Comme si cela ne suffisait pas, Gerardo et René sont en plus privés des visites de leurs épouses. Depuis plus de dix ans, les visas d’entrée aux Etats-Unis leur sont refusés régulièrement sous des prétextes les plus fallacieux. Priver ainsi des êtres qui s’aiment du droit le plus élémentaire de se voir s’apparente à une torture. C’est d’ailleurs l’avis d’A.I. En effet, dans votre déclaration publique du 26 mars 2009 « Cuba et le cinquième sommet des Amériques », A.I écrit :
« …En vertu de cette politique, les autorités américaines ont aussi refusé un visa à deux des épouses de cinq Cubains emprisonnés aux États-Unis depuis 1998, mesure de punition injustifiée et contraire aux normes relatives au traitement humain des prisonniers. Amnesty International a appelé à plusieurs reprises le gouvernement américain à accorder des visas temporaires aux femmes de prisonniers pour qu’elles puissent rendre visite à leurs maris… »
Nous pensions tous qu’avec la nouvelle administration des Etats-Unis là aussi les choses allaient évoluer positivement, et nous sommes tombés des nues quand la nouvelle est tombée le 15 juillet dernier : le visa d’entrée aux Etats-Unis a été refusé à Adriana, l’épouse de Gerardo. En plus le 15 juillet est la date anniversaire du mariage d’Adriana et de Gerardo. Sympathique là encore !
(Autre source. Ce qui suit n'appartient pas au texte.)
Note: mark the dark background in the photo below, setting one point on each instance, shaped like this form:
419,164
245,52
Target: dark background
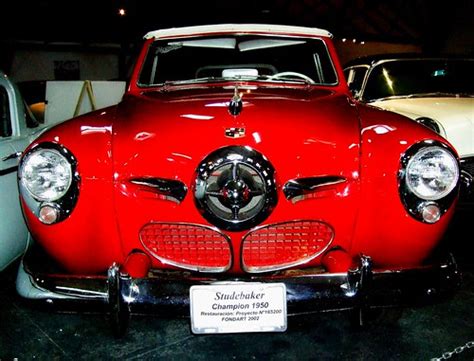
435,27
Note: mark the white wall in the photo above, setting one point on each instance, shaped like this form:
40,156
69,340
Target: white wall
39,65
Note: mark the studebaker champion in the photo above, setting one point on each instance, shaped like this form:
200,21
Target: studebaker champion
237,182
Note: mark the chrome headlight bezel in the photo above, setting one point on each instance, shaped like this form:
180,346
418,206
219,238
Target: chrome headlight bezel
413,201
65,201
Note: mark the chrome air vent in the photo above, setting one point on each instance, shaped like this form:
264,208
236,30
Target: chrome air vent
235,188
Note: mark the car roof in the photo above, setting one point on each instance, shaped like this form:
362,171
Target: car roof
237,28
371,59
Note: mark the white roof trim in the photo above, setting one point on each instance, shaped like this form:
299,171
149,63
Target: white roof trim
236,28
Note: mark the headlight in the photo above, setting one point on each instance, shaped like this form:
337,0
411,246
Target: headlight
432,173
428,180
46,174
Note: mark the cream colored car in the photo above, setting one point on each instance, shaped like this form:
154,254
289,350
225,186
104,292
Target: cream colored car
436,92
18,128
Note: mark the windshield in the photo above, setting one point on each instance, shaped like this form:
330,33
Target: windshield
238,57
420,77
Une nouvelle collaboration entre les Etats-Unis et Cuba est pourtant possible et souhaitable. Elle ne doit pas être basée sur des rapports de « dominant » à « dominé ». Elle doit être fondée sur des bases de fraternité et de sincère coopération. Une telle collaboration passe par la libération de ces cinq Cubains, c’est incontournable, et nous comptons beaucoup sur Amnesty International pour peser dans ce sens.
Croyez, Monsieur, à mes sentiments humanistes les plus sincères.